1) The motherboard (Asus K8N-DRE) has an onboard RAID controller which is apparently capable of RAID 0, 1, 0+1 and 5. I intended to put the OS on a 5th drive - an older 120GB ATA drive - and stripe/mirror the 4 1TB drives in a 0+1 array, which would apparently provide 1.8TB of striped and mirrored disk; very safe. RAID is configured with a BIOS tool. All went well, but when I booted the OS it reported 4x1TB drives instead of 1X1.8TB. Research showed that
2) This is known as fakeRAID. Rather than being a RAID controller, the onboard chipset provides "multi-channel disk controllers combined with special BIOS configuration options and software drivers to assist the OS in performing RAID operations" (from here). The quoted article also describes the value of this type of arrangement. "The most common reason for using fakeRAID is in a dual-boot environment, where both Linux and Windows must be able to read and write to the same RAID partitions". Well, I'm not doing that so it's back to square one with this whole RAID thing.
3) Further research shows that while there is a performance hit when using software RAID it is not onerous, especially in this context. Too, it is entirely transferable in that I can move the disks to a different hardware setup (even a different OS) and expect the RAID to work perfectly.
4) Setting up software RAID is not too complicated.

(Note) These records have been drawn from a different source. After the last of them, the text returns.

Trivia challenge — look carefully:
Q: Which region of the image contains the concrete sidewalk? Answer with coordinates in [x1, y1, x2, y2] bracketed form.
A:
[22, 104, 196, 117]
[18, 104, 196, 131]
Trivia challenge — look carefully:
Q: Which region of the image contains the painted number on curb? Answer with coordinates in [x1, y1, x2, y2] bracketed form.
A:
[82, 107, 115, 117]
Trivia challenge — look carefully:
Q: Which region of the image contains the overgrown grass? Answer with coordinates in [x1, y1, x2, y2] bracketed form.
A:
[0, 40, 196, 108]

A few sites seem to point the way for RAID 1, RAID 0 and so forth, but I want to look at RAID 5 and RAID 10 too.
Links:
http://advosys.ca/viewpoints/2007/04/setting-up-software-raid-in-ubuntu-server/
https://help.ubuntu.com/community/Installation/RAID1
http://riseuplabs.org/grimoire//storage/software-raid/
http://juerd.nl/site.plp/debianraid
The last one looks at RAID 5 as well.
This one is the one I used:
http://www.gagme.com/greg/linux/raid-lvm.php
I am now building the RAID 5 array - 200 minutes and counting.
I can check on the status of the array with this command:
mdadm --detail /dev/md0
and I can watch the process live by doing this:
watch cat /proc/mdstat
The general idea is that I'll end up with about 3TB of disk which can sustain a complete single-disk failure. I went with this because the data that we'll be storing here will be duplicates (or there will be duplicates elsewhere by default). It is not going to be an archive machine, rather it will be a service/data duplicator for projects running on TAPoR boxes.

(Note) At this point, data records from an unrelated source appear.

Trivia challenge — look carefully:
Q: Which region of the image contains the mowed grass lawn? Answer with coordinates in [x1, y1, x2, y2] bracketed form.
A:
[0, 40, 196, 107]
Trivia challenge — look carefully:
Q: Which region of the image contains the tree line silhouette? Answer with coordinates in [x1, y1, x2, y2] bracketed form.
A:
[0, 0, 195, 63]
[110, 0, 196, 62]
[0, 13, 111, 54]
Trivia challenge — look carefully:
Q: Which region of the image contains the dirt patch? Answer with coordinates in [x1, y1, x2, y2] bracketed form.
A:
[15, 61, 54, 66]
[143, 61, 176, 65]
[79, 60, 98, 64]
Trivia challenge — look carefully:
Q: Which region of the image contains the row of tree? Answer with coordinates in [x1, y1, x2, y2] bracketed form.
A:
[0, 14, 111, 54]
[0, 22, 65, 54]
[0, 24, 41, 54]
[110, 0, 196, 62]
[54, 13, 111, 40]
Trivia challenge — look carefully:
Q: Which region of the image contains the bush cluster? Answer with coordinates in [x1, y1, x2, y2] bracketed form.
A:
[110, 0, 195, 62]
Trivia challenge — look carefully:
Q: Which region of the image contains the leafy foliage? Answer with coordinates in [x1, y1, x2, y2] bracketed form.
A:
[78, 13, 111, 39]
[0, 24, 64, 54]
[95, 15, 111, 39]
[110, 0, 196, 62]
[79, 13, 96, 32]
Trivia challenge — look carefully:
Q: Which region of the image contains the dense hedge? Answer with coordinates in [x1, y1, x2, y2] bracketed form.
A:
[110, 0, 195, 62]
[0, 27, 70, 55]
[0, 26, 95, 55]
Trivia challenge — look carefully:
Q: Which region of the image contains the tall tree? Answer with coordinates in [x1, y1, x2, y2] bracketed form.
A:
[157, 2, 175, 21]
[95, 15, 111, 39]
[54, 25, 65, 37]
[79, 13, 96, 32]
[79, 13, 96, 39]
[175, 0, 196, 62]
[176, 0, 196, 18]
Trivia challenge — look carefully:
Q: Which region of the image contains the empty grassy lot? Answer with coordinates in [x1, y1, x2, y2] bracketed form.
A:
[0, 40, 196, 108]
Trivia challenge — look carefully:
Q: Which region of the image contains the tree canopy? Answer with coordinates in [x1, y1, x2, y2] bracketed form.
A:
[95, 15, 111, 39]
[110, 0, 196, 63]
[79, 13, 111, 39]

Next step is to duplicate services. The machine was built as a stock Ubuntu LAMP+PgSQL stack, so it's mostly config tasks to complete at this point, but I will have to deploy a Tomcat stack that works in concert with Apache (like the TAPoR machines). I'll need an in-service from syadmin, I expect. I'll also take a crack at MapServer and deploying viHistory.
UPDATE: the disk is now finished, formatted and mounted. It's 3TB of ext3 goodness. I had numerous problems with the creation of a filesystem - too much information is available on such subjects - so I got some advice, and some unexpected hands-on help, from Evan regarding the subject.
What it boiled down to was, use fdisk to create a filesystem directly on the device (/dev/md0). He also edited /etc/mdadm/mdadm.conf to include the details of the array.
For future reference, if a drive fails, I need to remove it from the array using mdadm, then remove it physically, replace it, use sfdisk to copy the filesystem from a remaining disk, then add the new drive to the array and watch it start to synch.